Stampa

 

ProfileIntervento, 27 aprile 2018 - L’alcol e le droghe, da sole, non possono fare alcun male. Perché diventino dannose occorre qualcosa di più, occorre un ulteriore gesto essenziale: bisogna che qualcuno le consumi e ne abusi (nella foto, la manifestazione a Napoli "contro alcol e droga")   

 

Corriere del Mezzogiorno, 27 aprile 2018

 

Responsabilità sociale

Nicola Quatrano

 

Nei giorni scorsi, una cinquantina di persone sono state viste sfilare da piazza Matteotti a Palazzo San Giacomo. Dire “sono state viste sfilare”, tenuto conto dei numeri, forse è eccessivo, più che altro sfilava solo un grande striscione su cui era stampato: “Genitori in piazza contro alcool e droga”. I giornali hanno poi spiegato che si trattava delle madri e delle zie di ragazzi che cercano lo sballo durante la movida, talvolta con conseguenze tragiche, come nel caso del povero Nico precipitato in un burrone dopo una serata di bagordi. Più acutamente, Adolfo Scotto di Luzio vi ha scorto, sul Mattino di sabato, segni di un tentativo dei genitori di riappropriarsi di un ruolo familiare totalmente espropriato dal mercato dei consumi, che oggi regola indisturbato l’intera esistenza dei nostri adolescenti.

 

La manifestazione a Napoli "contro alcol e droga"

 

Va bene, ma ancora non riesco a capire che senso possa avere una manifestazione “contro alcol e droga”. L’alcol e le droghe, da sole, non possono fare alcun male. Perché diventino dannose occorre qualcosa di più, occorre un ulteriore gesto essenziale: bisogna che qualcuno le consumi e ne abusi. E allora che cos’era questa manifestazione? Era forse contro i propri figli e nipoti che si ubriacano e si drogano?

 

Evidentemente no. Più verosimilmente ha prevalso la scusa delle “cattive compagnie”, dei “cattivi maestri”, e di tutti i mostri astratti cui è comodo attribuire la colpa di qualcosa che non si ha voglia di esplorare fino in fondo. Vecchio discorso! Che però oggi sembra trovare sempre maggiore spazio, in un mondo nel quale si sta perdendo sempre di più il senso della responsabilità sociale.

 

Il “nemico”, il “mostro” è il male assoluto, e chi lo incrocia è “vittima”, dunque per definizione esente da ogni colpa. Ma è davvero così?
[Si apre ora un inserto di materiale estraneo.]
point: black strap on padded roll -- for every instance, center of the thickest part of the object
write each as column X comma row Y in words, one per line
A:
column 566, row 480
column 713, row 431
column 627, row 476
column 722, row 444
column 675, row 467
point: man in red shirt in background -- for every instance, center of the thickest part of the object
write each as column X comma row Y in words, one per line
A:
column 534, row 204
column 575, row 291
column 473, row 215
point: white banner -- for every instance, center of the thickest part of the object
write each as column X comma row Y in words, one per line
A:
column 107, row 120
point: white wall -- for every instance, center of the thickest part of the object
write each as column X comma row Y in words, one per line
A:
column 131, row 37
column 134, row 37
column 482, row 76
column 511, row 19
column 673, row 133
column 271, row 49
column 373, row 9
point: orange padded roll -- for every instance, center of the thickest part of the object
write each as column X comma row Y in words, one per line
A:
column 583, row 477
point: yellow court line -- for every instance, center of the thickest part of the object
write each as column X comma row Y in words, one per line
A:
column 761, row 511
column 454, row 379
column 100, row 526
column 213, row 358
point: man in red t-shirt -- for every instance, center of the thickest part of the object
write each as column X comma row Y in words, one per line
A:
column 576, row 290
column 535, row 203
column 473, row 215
E’ certamente male che i gestori dei “baretti” servano alcol ai minorenni, è male anche che ci sia qualcuno che vende droghe durante la movida, ma forse i genitori farebbero meglio a chiedere ai loro figli comportamenti più giudiziosi, invece di organizzare manifestazioni inutili e rivendicazioni indecifrabili.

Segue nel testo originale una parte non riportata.